I buy a lot of my odds and ends from these guys. I've always had it shipped USPS and I've never paid customs on stuff from them.
http://www.seismicaudiospeakers.com/cable-connectors/c/570

My pedalboard uses locking jacks that I bought from them.


----------



## hollowbody (Jan 15, 2008)

mhammer said:


> Interesting. I would imagine that is really only necessary for the main in and out jacks from the pedalboard. If the cables between pedals were getting dislodged somehow, then I imagine you have bigger problems!
> 
> I know there are locking jacks/plugs for external power. I was trying to encourage Bill Finnegan to use them on the Klon, since he felt mini phone jacks were more secure. I asked Steve Daniels at Small Bear if he had or could find anything that locks, and he found me these: http://ca.mouser.com/ProductDetail/...GAEpiMZZMtnOp%2bbbqA005qF6qNb5ax/fnIeIMwDtm0= The lock on those buggers is as secure as a person could ever hope for. Don't know if they make anything similarly lockable in the 1/4" form factor.
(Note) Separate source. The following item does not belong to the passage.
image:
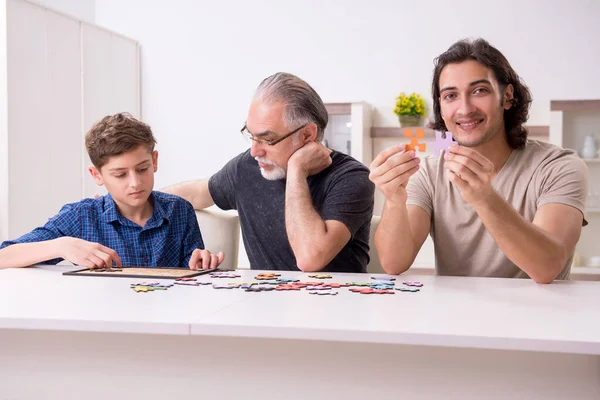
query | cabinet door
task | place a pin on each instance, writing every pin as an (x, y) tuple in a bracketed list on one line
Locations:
[(44, 114)]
Yup, that's what I want them for. Just the main in and out. I'm going to have two on the "in" side (send and return to my wah, which is off-board) and two on the "out" side, for stereo (if I need it). I'm planning on using Switchcraft 228 or Lava/Switchcraft 229 for in between the pedals. 

I'm also going to drill-out some new holes for my PP2s. I'm likely going to run two PP2 units underneath and I'll need to access their IEC receptacle and courtesy outlets. What I'm planning on doing is using a right angle IEC 18awg cable and run it through the hollow of the aluminum frame to a separate IEC receptacle to have one main power-in. Then I'm going to hard-wire a 2-outlet power receptacle underneath the board as well to use in-place-of/in-addition-to the courtest outlets on the PP2s. I'm hoping to also keep my wireless unit under the board. I'll have to do some measuring to ensure that the 2 PP2s, G30 receiver, IEC receptacle, 4x Neutrik jacks and 2-outlet power receptacle all fit underneath!

This is the board as it is currently:









As you can see, one of the PP2's has to live on the surface of the board at the moment. I'd really like to clear that out to have extra space if I need it, or just be able to space the pedals out a bit.


----------



## Slooky (Feb 3, 2015)

http://nutechelectronics.com/

based in Hamilton and st. Catharines


----------



## Macki (Jun 14, 2010)

I have four of those locking jacks in black

http://www.neutrik.com/en/audio/plugs-and-jacks/locking-1-4-chassis-jacks/

and I have two silver pancake jacks. They are stereo but that doesn't really matter


----------